Travel agencies and tour operators in US and Europe are well aware of this new trend and they are willing to offer combination of travel products. The traditional packages of holidays in ski resorts now is sliding with Santa Claus sledge in Lapland and at the same time join the local communities’ festivities and rituals. Moreover, destinations in US, Canada and Europe are trying to benefit from the MICE sector by combining conferences and meetings with winter vacations and attractions.
Moderate growth is expected to continue for the winter period 2006-2007 in tourist arrivals and expenditures. Asia, Latin America and domestic travel will contribute to Canada’s growth this season according to forecasts with Europe to remain steady.
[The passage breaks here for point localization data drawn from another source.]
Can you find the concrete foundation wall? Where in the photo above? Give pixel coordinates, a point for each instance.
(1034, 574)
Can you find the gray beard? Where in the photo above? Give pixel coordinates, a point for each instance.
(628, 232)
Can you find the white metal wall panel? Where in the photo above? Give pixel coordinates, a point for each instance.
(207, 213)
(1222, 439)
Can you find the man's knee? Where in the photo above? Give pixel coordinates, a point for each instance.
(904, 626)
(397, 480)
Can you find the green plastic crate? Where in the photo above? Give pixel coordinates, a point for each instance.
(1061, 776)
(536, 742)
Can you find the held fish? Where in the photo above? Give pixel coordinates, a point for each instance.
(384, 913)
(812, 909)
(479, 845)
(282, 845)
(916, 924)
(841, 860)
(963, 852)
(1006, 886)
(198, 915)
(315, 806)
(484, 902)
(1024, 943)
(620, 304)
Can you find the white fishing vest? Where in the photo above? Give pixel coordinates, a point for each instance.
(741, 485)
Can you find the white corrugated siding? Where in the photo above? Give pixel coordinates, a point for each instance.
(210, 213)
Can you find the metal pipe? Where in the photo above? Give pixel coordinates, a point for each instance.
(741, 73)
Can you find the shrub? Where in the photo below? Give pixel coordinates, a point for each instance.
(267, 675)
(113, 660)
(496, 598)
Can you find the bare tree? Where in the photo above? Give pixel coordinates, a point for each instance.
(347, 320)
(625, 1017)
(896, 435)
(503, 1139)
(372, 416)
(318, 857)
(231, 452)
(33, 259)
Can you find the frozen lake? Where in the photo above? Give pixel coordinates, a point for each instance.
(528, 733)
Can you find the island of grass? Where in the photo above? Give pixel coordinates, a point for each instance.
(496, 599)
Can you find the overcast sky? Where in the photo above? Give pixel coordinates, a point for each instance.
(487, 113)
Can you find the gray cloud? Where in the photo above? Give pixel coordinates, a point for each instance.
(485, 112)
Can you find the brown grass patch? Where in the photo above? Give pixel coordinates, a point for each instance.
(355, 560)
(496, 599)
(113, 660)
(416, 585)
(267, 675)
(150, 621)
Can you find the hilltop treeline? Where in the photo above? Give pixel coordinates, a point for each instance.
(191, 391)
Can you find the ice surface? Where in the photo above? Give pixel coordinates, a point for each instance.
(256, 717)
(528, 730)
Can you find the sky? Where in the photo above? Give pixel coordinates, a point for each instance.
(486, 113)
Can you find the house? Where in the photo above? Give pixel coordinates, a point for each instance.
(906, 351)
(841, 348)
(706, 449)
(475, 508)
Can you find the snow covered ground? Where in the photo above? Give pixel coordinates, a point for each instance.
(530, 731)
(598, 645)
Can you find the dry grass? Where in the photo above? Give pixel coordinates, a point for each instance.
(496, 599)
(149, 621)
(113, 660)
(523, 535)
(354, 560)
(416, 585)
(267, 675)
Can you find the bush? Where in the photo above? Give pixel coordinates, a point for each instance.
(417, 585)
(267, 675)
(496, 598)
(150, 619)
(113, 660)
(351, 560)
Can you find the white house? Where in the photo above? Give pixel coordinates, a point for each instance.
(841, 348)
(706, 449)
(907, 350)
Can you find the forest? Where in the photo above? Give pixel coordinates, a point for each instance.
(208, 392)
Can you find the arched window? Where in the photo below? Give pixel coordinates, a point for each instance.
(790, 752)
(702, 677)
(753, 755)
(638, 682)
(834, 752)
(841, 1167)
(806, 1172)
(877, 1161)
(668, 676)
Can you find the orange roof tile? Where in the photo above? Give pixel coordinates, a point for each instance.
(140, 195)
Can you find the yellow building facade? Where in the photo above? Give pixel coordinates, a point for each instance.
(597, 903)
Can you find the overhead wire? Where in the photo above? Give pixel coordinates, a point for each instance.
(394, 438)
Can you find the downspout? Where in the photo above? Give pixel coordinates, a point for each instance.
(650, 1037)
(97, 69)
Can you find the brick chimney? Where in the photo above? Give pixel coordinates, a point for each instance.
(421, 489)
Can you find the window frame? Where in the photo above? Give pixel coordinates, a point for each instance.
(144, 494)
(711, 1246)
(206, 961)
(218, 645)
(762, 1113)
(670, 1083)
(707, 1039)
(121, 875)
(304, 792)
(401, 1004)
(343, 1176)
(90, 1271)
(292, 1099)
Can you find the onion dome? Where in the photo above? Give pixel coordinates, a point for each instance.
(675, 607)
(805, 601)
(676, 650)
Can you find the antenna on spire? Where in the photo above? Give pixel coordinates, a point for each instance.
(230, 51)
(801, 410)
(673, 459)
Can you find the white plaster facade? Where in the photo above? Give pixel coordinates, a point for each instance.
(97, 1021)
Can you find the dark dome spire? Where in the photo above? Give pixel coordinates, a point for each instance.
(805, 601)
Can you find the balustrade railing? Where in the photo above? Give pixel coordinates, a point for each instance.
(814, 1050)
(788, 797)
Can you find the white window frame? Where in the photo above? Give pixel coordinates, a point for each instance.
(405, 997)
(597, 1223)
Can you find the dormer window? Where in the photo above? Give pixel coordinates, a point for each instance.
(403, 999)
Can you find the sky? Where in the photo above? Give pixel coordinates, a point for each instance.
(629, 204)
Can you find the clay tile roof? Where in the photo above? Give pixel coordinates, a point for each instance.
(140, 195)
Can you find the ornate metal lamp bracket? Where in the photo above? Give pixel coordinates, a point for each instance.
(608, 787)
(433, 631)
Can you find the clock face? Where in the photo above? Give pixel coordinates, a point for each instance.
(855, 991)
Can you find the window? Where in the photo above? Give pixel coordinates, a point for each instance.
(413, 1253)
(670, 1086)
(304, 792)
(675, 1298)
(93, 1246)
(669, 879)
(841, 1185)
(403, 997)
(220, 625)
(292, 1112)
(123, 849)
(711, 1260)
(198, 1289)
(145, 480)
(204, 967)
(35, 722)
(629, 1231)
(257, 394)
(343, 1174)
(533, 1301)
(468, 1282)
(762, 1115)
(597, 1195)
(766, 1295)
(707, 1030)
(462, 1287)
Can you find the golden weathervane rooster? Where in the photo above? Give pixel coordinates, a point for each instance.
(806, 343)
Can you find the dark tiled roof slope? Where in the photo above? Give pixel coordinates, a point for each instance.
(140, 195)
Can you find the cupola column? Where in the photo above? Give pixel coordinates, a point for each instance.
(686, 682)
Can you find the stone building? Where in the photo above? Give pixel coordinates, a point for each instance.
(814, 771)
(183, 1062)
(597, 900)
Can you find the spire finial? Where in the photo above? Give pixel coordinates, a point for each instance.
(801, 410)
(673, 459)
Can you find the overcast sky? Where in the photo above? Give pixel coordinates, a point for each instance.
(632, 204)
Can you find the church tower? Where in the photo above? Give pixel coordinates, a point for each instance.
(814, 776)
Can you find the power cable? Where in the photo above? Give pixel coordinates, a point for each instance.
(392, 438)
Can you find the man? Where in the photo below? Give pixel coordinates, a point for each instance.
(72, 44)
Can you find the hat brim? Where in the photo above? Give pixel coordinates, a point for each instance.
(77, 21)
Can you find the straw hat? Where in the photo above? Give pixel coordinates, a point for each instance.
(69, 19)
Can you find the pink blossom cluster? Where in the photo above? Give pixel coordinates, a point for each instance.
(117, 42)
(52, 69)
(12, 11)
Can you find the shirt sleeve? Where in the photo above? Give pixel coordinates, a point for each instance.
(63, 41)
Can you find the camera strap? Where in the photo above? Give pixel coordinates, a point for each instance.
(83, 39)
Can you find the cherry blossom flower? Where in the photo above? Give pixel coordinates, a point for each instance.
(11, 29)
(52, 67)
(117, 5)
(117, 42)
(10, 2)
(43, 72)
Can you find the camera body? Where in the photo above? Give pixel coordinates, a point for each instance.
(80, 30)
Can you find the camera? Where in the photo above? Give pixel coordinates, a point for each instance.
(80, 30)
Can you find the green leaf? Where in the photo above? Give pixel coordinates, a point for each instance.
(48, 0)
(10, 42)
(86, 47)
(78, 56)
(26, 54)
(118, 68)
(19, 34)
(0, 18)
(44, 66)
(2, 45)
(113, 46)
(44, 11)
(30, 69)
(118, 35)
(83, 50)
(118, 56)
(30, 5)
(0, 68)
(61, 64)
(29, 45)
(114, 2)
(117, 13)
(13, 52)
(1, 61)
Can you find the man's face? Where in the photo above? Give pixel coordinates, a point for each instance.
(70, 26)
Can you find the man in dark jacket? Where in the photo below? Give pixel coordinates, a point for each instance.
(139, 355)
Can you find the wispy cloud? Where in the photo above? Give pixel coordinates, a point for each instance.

The WTHI will impact travel from US with evident weakness.
The US Tour Operators Association (USTOA) claims that 2005 was a record year for outbound leisure travel to Europe, yet preliminary data from the Office of Travel & Tourism Industries (OTTI) in the US Department of Commerce points to just
12.4 million trips to Europe – up 2% over 2004, but still well below 2000’s peak.
However, the best performing sub-region is Central / East Eastern Europe – the most fashionable part of Europe today for American travellers, to quote the USTOA.
However the weakening of the US dollar, which has so far only had a modest impact is of major concern. According to Global Insight’s forecast presented at the 2005 Pisa Forum, the euro is forecast to gain significantly against the US currency in 2006 and 2007 and demand for outbound travel by Americans tends to track exchange rate fluctuations very closely, albeit with a clear time lag.
Arrivals from Canada in 2005 reached a 2.6% increase during the winter months with total arrivals marking a 7.3% increase. The forecast for tourists’ arrivals from the European continent and Canada in 2006 is a moderate increase.
Central / East European markets offer growth prospects
In contrast with Western Europe, many markets in Central Europe (as distinct from the Commonwealth of Independent States in Eastern Europe) are growing much more robustly, with real GDP growth rates in the 4-6% range. The risks of an interruption to growth are, of course, higher (Hungary seems particularly vulnerable in 2006), but this more rapid economic growth is underpinning the emergence of these countries as significant tourism sources within the EU. Meanwhile, Russia is also expected to continue to grow relatively rapidly, with real GDP increasing by close to 6.0% in 2006.